What the heck are those things? Well, we're cracking open a Louisiana Junior League cookbook and perpetrating this.
|The Cotton Country Collection; Monroe, LA; 1972|
Looks surprisingly straightforward, doesn't it? It's like you're making a skillet supper but then inserting it into onions. We at A Book of Cookrye were drawn to this recipe because we love the idea of encasing our supper in itself. When we want to eat leftovers, we will theoretically be able to just microwave one and eat it like an onion-meat cupcake.
However, we didn't realize that hollowing out onions is a pain in the ass. The recipe makes it seem like they'll just fall apart once you cut them open and you can just pull out the inner layers. The reality involved a lot of inept knife hacking.
|Now we get to do it six more times!|
We later thought that rather than slicing off a lid and using the rest of the onion as a shell, we should have halved the onions and thus gotten two onion bowls from each. However, just doing these took forever, so we didn't regret that we thought of it too late.
As a brief aside, despite being nearly white, they turned the boiling water surprisingly yellow.
All right, we've done enough silly prep work. Now it's time for this to turn into a Southern recipe. By this we mean an ungodly amount of butter. I should have just used a little splash of oil, but for some reason I was convinced that there was some very specific reason why we're supposed to dump half a stick of butter into this.
|That sizzling is the sound of my recent health kick ending.|
I don't know what's worse, using that much butter or the fact that all the excess disappeared by the time the onions were cooked.
|See? Not a butter puddle anywhere.|
However, that's before we add a massive wad of sausage! We're using Italian sausage and you can you insert your own joke about Italian sausages because we at A Book of Cookrye are too classy to make one ourselves.
|That's hot Italian sausage, by the way.|
I would just like to point out two things: butter and sausage. You know how sausages ooze out fat when you cook them? According to this recipe, all that butter and sausage drippings are so precious that we're making sure they get soaked into bread so we can really savor all the goodness of fat.
This recipe makes me think of what a friend of mine said after having dinner with some relatives who live out in the country and coming home looking like her eggs had been scrambled: "I don't know how much butter went into that casserole, but I know she didn't drain it!" We did, however, soak the bread crumbs in milk instead of cream. The teensy allotment turned them into bread Play-Doh.
|It's whole-wheat bread so you know it's good for you.|
The breadcrumb clay refused to break up into the rest of the stuff in the pan until we dumped a lot more water in to dissolve it. We now had something unrelentingly brown which we were going to insert into onions.

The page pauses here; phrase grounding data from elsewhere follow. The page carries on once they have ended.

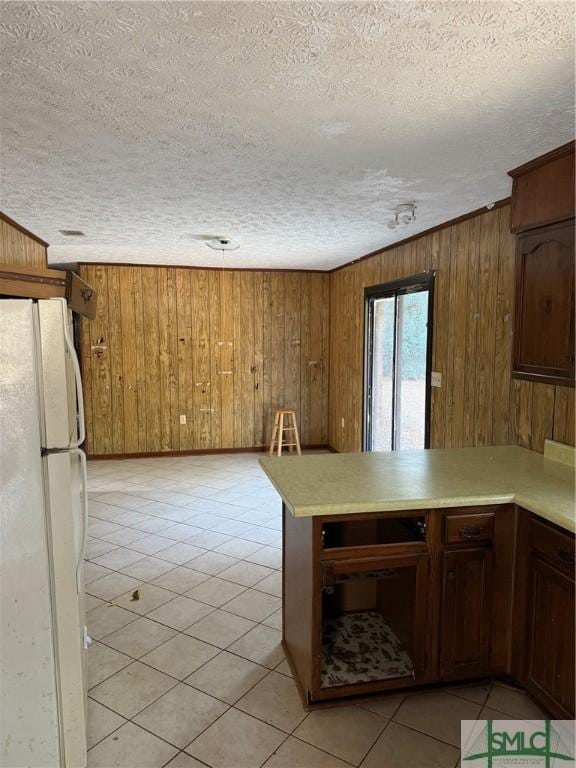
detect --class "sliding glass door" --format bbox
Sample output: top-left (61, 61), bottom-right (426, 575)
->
top-left (364, 273), bottom-right (434, 452)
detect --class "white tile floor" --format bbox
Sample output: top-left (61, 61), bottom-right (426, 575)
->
top-left (85, 452), bottom-right (547, 768)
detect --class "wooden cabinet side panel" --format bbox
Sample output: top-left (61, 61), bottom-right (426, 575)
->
top-left (283, 506), bottom-right (316, 699)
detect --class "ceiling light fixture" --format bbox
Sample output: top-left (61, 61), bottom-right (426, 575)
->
top-left (205, 238), bottom-right (239, 251)
top-left (387, 203), bottom-right (417, 230)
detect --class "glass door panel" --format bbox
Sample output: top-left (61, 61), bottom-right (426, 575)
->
top-left (365, 273), bottom-right (433, 452)
top-left (370, 296), bottom-right (395, 451)
top-left (396, 291), bottom-right (430, 450)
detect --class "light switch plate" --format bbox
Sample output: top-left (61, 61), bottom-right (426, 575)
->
top-left (431, 371), bottom-right (442, 388)
top-left (179, 414), bottom-right (187, 425)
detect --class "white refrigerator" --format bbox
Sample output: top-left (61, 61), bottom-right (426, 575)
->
top-left (1, 298), bottom-right (88, 768)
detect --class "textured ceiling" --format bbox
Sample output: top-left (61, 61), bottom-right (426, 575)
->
top-left (0, 1), bottom-right (574, 270)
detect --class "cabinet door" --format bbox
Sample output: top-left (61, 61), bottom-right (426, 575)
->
top-left (525, 554), bottom-right (575, 717)
top-left (313, 552), bottom-right (430, 701)
top-left (513, 220), bottom-right (575, 385)
top-left (440, 548), bottom-right (492, 679)
top-left (509, 144), bottom-right (575, 233)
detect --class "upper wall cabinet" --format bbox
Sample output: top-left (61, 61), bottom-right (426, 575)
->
top-left (509, 143), bottom-right (575, 387)
top-left (509, 142), bottom-right (575, 233)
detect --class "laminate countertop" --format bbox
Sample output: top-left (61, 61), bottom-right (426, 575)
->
top-left (260, 446), bottom-right (576, 533)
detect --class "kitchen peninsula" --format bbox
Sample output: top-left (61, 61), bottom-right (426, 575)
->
top-left (260, 444), bottom-right (575, 717)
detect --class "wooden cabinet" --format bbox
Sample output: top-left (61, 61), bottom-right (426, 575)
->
top-left (283, 503), bottom-right (573, 713)
top-left (508, 142), bottom-right (575, 386)
top-left (283, 508), bottom-right (434, 705)
top-left (509, 141), bottom-right (575, 233)
top-left (512, 221), bottom-right (575, 385)
top-left (524, 555), bottom-right (575, 717)
top-left (437, 505), bottom-right (515, 682)
top-left (283, 503), bottom-right (515, 707)
top-left (0, 263), bottom-right (97, 319)
top-left (519, 516), bottom-right (576, 718)
top-left (318, 551), bottom-right (430, 698)
top-left (440, 547), bottom-right (493, 679)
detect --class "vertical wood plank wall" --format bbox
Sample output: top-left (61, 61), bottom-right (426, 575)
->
top-left (328, 205), bottom-right (575, 453)
top-left (79, 204), bottom-right (573, 458)
top-left (0, 216), bottom-right (47, 267)
top-left (78, 265), bottom-right (329, 456)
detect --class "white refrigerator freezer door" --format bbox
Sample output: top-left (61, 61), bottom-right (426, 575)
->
top-left (0, 300), bottom-right (61, 767)
top-left (37, 299), bottom-right (84, 450)
top-left (43, 451), bottom-right (88, 768)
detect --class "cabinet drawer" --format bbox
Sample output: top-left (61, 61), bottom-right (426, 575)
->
top-left (529, 518), bottom-right (575, 576)
top-left (445, 513), bottom-right (495, 545)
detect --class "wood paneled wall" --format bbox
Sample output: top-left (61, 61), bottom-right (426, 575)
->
top-left (329, 205), bottom-right (575, 454)
top-left (0, 213), bottom-right (47, 267)
top-left (78, 265), bottom-right (329, 456)
top-left (79, 204), bottom-right (573, 458)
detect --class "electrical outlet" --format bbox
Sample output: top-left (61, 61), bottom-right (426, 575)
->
top-left (179, 414), bottom-right (187, 425)
top-left (431, 371), bottom-right (442, 388)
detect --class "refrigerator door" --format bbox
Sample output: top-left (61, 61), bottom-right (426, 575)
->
top-left (36, 298), bottom-right (85, 450)
top-left (1, 300), bottom-right (87, 768)
top-left (70, 447), bottom-right (90, 717)
top-left (1, 300), bottom-right (61, 767)
top-left (43, 450), bottom-right (88, 768)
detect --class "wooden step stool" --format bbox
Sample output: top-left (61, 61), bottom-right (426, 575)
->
top-left (269, 409), bottom-right (302, 456)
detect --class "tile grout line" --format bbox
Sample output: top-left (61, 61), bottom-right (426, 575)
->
top-left (85, 536), bottom-right (281, 609)
top-left (87, 531), bottom-right (281, 579)
top-left (92, 606), bottom-right (282, 694)
top-left (88, 485), bottom-right (280, 518)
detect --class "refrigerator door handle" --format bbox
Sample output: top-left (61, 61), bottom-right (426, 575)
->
top-left (62, 302), bottom-right (86, 448)
top-left (70, 447), bottom-right (88, 588)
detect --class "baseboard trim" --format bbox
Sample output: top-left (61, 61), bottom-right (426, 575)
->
top-left (86, 444), bottom-right (332, 460)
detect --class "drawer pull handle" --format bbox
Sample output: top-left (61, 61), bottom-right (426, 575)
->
top-left (557, 550), bottom-right (575, 565)
top-left (459, 525), bottom-right (484, 539)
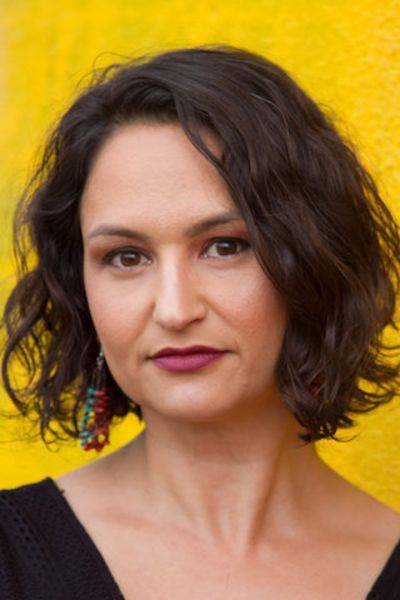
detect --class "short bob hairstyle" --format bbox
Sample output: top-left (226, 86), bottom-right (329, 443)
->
top-left (1, 44), bottom-right (399, 450)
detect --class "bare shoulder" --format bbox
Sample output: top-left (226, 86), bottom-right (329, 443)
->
top-left (320, 462), bottom-right (400, 545)
top-left (54, 439), bottom-right (147, 521)
top-left (54, 448), bottom-right (124, 513)
top-left (359, 493), bottom-right (400, 541)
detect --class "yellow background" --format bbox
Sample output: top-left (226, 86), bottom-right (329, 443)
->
top-left (0, 1), bottom-right (399, 511)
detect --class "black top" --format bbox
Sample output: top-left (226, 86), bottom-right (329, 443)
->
top-left (0, 477), bottom-right (399, 599)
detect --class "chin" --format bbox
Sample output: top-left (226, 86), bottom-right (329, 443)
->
top-left (144, 396), bottom-right (243, 423)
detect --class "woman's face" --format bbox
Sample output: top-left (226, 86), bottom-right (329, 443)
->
top-left (80, 121), bottom-right (287, 422)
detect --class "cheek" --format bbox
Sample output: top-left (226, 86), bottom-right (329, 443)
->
top-left (226, 270), bottom-right (287, 358)
top-left (83, 263), bottom-right (143, 349)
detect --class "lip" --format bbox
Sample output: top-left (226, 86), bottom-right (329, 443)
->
top-left (150, 351), bottom-right (227, 372)
top-left (151, 345), bottom-right (224, 358)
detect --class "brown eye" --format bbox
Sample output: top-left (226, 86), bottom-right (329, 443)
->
top-left (204, 238), bottom-right (250, 258)
top-left (119, 252), bottom-right (142, 267)
top-left (104, 249), bottom-right (147, 270)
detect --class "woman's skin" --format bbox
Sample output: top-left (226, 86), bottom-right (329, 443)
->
top-left (57, 121), bottom-right (400, 599)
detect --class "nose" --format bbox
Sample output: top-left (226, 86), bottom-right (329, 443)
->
top-left (151, 257), bottom-right (207, 331)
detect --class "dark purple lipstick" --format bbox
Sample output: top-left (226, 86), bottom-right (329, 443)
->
top-left (150, 345), bottom-right (228, 372)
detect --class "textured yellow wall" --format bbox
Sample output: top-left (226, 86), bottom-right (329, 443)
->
top-left (0, 1), bottom-right (399, 511)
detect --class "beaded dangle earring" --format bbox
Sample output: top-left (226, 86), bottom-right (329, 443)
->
top-left (79, 345), bottom-right (113, 452)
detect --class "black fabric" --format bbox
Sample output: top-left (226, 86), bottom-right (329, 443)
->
top-left (0, 476), bottom-right (399, 599)
top-left (0, 477), bottom-right (124, 599)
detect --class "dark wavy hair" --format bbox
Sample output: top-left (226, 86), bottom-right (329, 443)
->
top-left (1, 43), bottom-right (399, 451)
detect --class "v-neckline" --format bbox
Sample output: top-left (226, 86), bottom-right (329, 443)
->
top-left (43, 476), bottom-right (399, 599)
top-left (45, 476), bottom-right (125, 599)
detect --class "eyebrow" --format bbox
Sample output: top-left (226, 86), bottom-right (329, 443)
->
top-left (86, 210), bottom-right (244, 242)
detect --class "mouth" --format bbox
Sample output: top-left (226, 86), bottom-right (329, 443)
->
top-left (150, 349), bottom-right (228, 373)
top-left (150, 345), bottom-right (225, 358)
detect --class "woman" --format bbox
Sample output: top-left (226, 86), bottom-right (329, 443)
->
top-left (0, 44), bottom-right (399, 599)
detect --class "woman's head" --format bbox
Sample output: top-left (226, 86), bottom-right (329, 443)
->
top-left (1, 44), bottom-right (399, 448)
top-left (80, 120), bottom-right (288, 427)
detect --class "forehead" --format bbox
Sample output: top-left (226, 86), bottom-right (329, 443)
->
top-left (80, 121), bottom-right (234, 234)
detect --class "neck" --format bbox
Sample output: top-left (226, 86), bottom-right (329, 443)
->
top-left (114, 395), bottom-right (336, 558)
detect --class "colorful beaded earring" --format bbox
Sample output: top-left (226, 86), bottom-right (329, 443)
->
top-left (78, 345), bottom-right (113, 452)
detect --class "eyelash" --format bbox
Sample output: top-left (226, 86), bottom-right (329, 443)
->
top-left (101, 237), bottom-right (251, 271)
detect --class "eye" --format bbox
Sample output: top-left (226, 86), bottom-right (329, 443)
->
top-left (203, 237), bottom-right (250, 258)
top-left (102, 248), bottom-right (148, 270)
top-left (102, 237), bottom-right (250, 271)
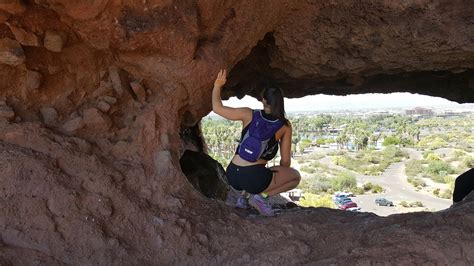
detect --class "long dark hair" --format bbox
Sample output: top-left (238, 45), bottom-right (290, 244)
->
top-left (262, 87), bottom-right (290, 126)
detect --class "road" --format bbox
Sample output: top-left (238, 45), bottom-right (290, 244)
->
top-left (317, 148), bottom-right (451, 216)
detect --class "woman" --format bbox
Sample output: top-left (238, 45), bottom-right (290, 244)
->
top-left (212, 69), bottom-right (301, 216)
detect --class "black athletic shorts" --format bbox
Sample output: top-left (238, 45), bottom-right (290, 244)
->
top-left (226, 162), bottom-right (273, 194)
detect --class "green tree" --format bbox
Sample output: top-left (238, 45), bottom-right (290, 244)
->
top-left (383, 136), bottom-right (400, 146)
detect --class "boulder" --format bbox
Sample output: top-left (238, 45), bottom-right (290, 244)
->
top-left (83, 108), bottom-right (111, 131)
top-left (0, 104), bottom-right (15, 120)
top-left (130, 81), bottom-right (147, 102)
top-left (97, 101), bottom-right (111, 113)
top-left (108, 66), bottom-right (130, 96)
top-left (44, 30), bottom-right (67, 52)
top-left (102, 96), bottom-right (117, 105)
top-left (0, 38), bottom-right (25, 66)
top-left (25, 70), bottom-right (42, 90)
top-left (40, 107), bottom-right (59, 126)
top-left (62, 116), bottom-right (84, 133)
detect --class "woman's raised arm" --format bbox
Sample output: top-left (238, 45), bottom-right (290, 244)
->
top-left (212, 69), bottom-right (252, 121)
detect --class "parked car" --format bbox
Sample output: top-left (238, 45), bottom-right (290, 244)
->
top-left (335, 198), bottom-right (352, 206)
top-left (339, 201), bottom-right (358, 210)
top-left (332, 194), bottom-right (348, 202)
top-left (375, 198), bottom-right (394, 206)
top-left (346, 207), bottom-right (361, 212)
top-left (334, 191), bottom-right (354, 197)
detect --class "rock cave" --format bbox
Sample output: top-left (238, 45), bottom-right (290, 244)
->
top-left (0, 1), bottom-right (473, 264)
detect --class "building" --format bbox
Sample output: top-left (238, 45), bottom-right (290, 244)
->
top-left (405, 107), bottom-right (434, 117)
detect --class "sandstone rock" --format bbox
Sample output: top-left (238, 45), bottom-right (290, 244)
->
top-left (196, 233), bottom-right (208, 245)
top-left (92, 80), bottom-right (113, 98)
top-left (130, 81), bottom-right (146, 102)
top-left (45, 0), bottom-right (109, 21)
top-left (102, 96), bottom-right (117, 105)
top-left (0, 1), bottom-right (25, 14)
top-left (83, 108), bottom-right (111, 131)
top-left (0, 104), bottom-right (15, 120)
top-left (0, 10), bottom-right (10, 24)
top-left (40, 107), bottom-right (58, 126)
top-left (97, 101), bottom-right (111, 113)
top-left (6, 23), bottom-right (40, 46)
top-left (0, 38), bottom-right (25, 66)
top-left (26, 70), bottom-right (42, 90)
top-left (109, 66), bottom-right (130, 96)
top-left (47, 65), bottom-right (61, 74)
top-left (63, 117), bottom-right (84, 132)
top-left (154, 150), bottom-right (172, 176)
top-left (44, 30), bottom-right (67, 52)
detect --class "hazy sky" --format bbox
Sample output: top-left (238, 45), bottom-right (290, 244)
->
top-left (222, 92), bottom-right (466, 112)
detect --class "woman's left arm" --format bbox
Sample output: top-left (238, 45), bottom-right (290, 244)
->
top-left (279, 125), bottom-right (292, 167)
top-left (212, 69), bottom-right (251, 121)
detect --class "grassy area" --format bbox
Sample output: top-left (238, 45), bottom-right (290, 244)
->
top-left (332, 145), bottom-right (407, 175)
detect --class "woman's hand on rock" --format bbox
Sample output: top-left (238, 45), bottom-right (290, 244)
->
top-left (214, 69), bottom-right (227, 88)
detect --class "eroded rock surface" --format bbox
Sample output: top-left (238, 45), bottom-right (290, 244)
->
top-left (1, 1), bottom-right (474, 264)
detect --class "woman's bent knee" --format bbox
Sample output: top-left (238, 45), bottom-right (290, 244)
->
top-left (292, 168), bottom-right (301, 182)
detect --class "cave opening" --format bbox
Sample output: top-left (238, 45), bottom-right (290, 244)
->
top-left (193, 91), bottom-right (474, 215)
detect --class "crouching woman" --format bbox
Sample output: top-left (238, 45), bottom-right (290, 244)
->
top-left (212, 69), bottom-right (301, 216)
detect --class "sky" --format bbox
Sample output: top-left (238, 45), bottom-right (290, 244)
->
top-left (220, 92), bottom-right (469, 113)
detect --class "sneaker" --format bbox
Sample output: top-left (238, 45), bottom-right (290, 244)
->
top-left (249, 194), bottom-right (275, 216)
top-left (236, 194), bottom-right (249, 209)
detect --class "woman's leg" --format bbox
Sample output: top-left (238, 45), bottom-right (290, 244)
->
top-left (263, 166), bottom-right (301, 196)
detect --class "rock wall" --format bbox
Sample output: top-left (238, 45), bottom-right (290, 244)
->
top-left (1, 1), bottom-right (474, 264)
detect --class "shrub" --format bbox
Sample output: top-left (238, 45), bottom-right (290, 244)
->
top-left (439, 189), bottom-right (452, 199)
top-left (382, 145), bottom-right (406, 160)
top-left (453, 149), bottom-right (467, 160)
top-left (383, 136), bottom-right (400, 146)
top-left (332, 156), bottom-right (348, 166)
top-left (352, 187), bottom-right (365, 195)
top-left (407, 177), bottom-right (426, 188)
top-left (426, 153), bottom-right (441, 161)
top-left (300, 166), bottom-right (316, 174)
top-left (371, 184), bottom-right (384, 193)
top-left (298, 176), bottom-right (332, 194)
top-left (328, 150), bottom-right (345, 156)
top-left (422, 150), bottom-right (434, 159)
top-left (330, 172), bottom-right (357, 191)
top-left (399, 201), bottom-right (409, 207)
top-left (462, 156), bottom-right (474, 168)
top-left (433, 188), bottom-right (440, 196)
top-left (405, 160), bottom-right (424, 177)
top-left (299, 193), bottom-right (336, 208)
top-left (417, 136), bottom-right (448, 149)
top-left (365, 154), bottom-right (382, 164)
top-left (399, 200), bottom-right (424, 207)
top-left (316, 138), bottom-right (332, 145)
top-left (426, 160), bottom-right (454, 177)
top-left (363, 182), bottom-right (374, 191)
top-left (360, 165), bottom-right (385, 176)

Fortunately for the color-starved, we at A Book of Cookrye previously discovered that parsley is in fact really cheap.
|Takes a couple seconds to realize that's not the countertop, doesn't it?|
As stupid a thing as it is to get excited over, we at A Book of Cookrye got really excited that these things matched the little picture in the book right down to the one that kept trying to fall over. Incidentally, and perhaps due to my poor onion-hollowing abilities, only half of the stuffing went into the onions. We should have cut them in half so we'd have twice as many little shells to fill. However, the other half of the stuffing was delicious.
|We're only using wine because we have it leftover from the boozy pork chops and cabbage.|
However, once we got to the point that we could just ditch them in the oven and come back when we were done, our excitement at being finished with all the work made like a fat-soluble vitamin and dissolved in butter.
The @^$#@%$ frequent basting felt like watering flowerpots except if you twitched your hand, you'd burn it. For the record, I think I basted them about 7 or 8 times. Does that count as "several times"?
|Some slight rearranging may have been necessary to facilitate basting.|
All right, we're done with these! Wasn't that a surprising amount of work for such a short paragraph... oh wait. Reduce sauce. Is there any point in reducing them when this is all you have to begin with?
|At least this won't take long.|
Turns out, yes there is. We now had syrup. Ever had concentrated broth and wine? It was pungent. It might be good in tiny amounts, but you wouldn't want to dump it all over things. Not that you could, anyway. There's only a spoonful or so.
Great. Now it looks like tar puddles formed on top of the onions.
I kept going back and forth between "It's just like the picture! Ooo, it looks so retro!" and "It looks like something crawled into the onions and died."
And, for the record, these things tasted amazing. Pungent wine tar on top? Divoon. Sausage-onion stuff? Heck yes. Onions soaking in butter from the inside and wine soup from the outside? You have no idea what you're missing. However, these are incredibly awkward to eat. You can't eat them like cupcakes because the inner onion layers squirt out, spilling stuffing everywhere and leaving you with a soggy onion husk in your hand.
However..... er... since this is Southern food, we're going to attempt to be gracious.
These are an ideal food for an outdoorsy picnic. They would be wonderful made ahead and wrapped in foil for a camping trip on those lovely nights when you sleep directly under the stars. They're a lovely lunch or dinner idea in the fall or spring, when the weather is just perfect and you just want to open the windows and let the beautiful breeze flow through the house.